Bitter pill: How a $2 product fooled the Chinese insurance industry
It all started with the desire to make people healthier by offering financial incentives. What could go wrong?
Can creative innovation backfire? Learn from the Chinese insurance companies.
To promote healthy and active lifestyles, some insurers in China started offering discounts to people who would complete a certain number of steps every day on their wearable devices/phones.
The idea was to keep people active and reduce the ultimate claim ratio by organically helping people improve their health.
The added incentive of lower premiums was supposed to be the lubricant that greased the wheels and got people moving.
But, something strange happened.
In lockstep, the biggest stores in China such as AliExpress were flooded by a device called 'phone cradle'!
What's a phone cradle, you ask?
It's basically a device that continuously shakes your phone/wearable back and forth to add fake steps to your monitoring while you sit on the couch and binge on shows!
Watch it in action here.
They cost as little as $2. That's it. That's how much it takes to fool an entire industry.
If you are too lazy to even order one of these devices, there are other DIY hacks such as tying it on your pet's feet or taping it to the ceiling fan!
Now, these devices are selling like hot-cakes in markets across the world (including India!) even as the insurance industry marches on with its push towards activity-tracking.
What's next?
Some suggest that insurers should increase monitoring further to ensure nobody cheats the system.
This includes suggestions ranging from installing cameras to track exercise to peer audits where people work out together and report the other person's actual activity.
What's the problem?
Humans are evolutionarily wired to find workarounds.
There's no CCTV camera in the world that can't be broken by brute force or by simply cutting the power cord.
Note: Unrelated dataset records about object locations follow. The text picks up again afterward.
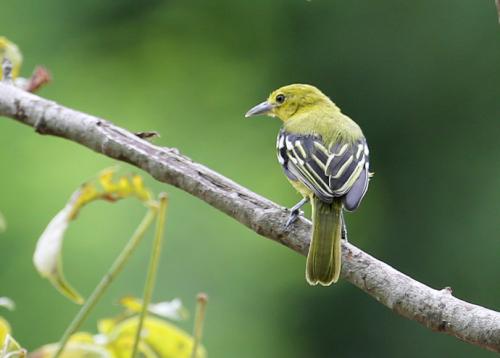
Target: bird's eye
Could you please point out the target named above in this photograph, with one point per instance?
(280, 98)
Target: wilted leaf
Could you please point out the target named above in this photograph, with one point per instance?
(167, 309)
(10, 51)
(48, 253)
(47, 257)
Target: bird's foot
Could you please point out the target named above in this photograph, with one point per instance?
(294, 215)
(295, 212)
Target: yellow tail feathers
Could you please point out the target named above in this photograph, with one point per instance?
(324, 257)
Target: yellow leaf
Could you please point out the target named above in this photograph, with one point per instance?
(73, 350)
(4, 330)
(3, 223)
(165, 339)
(10, 51)
(7, 303)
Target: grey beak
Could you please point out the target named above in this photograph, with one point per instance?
(261, 108)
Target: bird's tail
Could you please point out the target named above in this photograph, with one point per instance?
(323, 259)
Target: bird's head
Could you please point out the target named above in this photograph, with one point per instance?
(289, 100)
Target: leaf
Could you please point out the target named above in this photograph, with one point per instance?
(48, 253)
(158, 336)
(7, 303)
(166, 309)
(4, 331)
(73, 350)
(47, 257)
(12, 349)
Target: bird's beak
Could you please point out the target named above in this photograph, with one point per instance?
(262, 108)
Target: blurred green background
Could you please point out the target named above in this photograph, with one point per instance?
(421, 78)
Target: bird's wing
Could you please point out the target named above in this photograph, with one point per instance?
(340, 170)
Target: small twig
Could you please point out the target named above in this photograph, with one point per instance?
(6, 70)
(201, 308)
(147, 135)
(153, 268)
(108, 278)
(498, 9)
(40, 77)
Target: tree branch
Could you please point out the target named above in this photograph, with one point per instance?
(435, 309)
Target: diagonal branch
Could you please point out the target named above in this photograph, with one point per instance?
(435, 309)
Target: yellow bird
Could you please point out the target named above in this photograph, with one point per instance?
(325, 157)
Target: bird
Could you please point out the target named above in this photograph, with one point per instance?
(325, 156)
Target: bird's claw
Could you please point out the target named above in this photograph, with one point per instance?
(294, 215)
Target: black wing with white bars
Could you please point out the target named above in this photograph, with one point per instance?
(341, 170)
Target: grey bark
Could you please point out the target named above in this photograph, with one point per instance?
(438, 310)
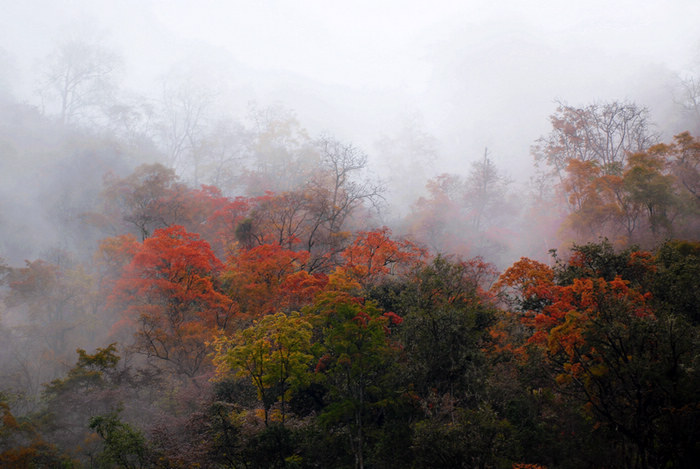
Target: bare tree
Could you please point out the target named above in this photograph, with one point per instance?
(336, 192)
(603, 133)
(80, 77)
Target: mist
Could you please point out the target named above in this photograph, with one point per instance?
(295, 135)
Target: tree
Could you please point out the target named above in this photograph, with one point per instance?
(81, 77)
(603, 133)
(335, 193)
(613, 350)
(123, 445)
(274, 353)
(170, 295)
(355, 357)
(268, 278)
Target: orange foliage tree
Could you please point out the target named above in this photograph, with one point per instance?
(170, 295)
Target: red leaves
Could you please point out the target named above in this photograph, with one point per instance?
(374, 254)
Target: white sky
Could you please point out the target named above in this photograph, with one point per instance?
(479, 72)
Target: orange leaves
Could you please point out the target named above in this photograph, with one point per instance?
(526, 284)
(170, 292)
(374, 254)
(269, 278)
The higher the wall, the more tempting it is to breach.
Increasing surveillance layers only increases the number of potential loopholes.
What's the solution?
Marketers and product owners need to move beyond gimmicks. Learning to trust one's customers is the first step in establishing a rapport.
An insurer that gives premium discounts or adds disease coverage that wasn't earlier covered based on self-reported medical tests is more likely to be trusted in the long run than the one trying to get inside people's lives by making them install apps, track their location, and count their steps.
Treat customers like the adults that they are. Or they will continue to behave like children fooling their nannies for more TV time.
Would you report your progress honestly if there were financial incentives to misreporting?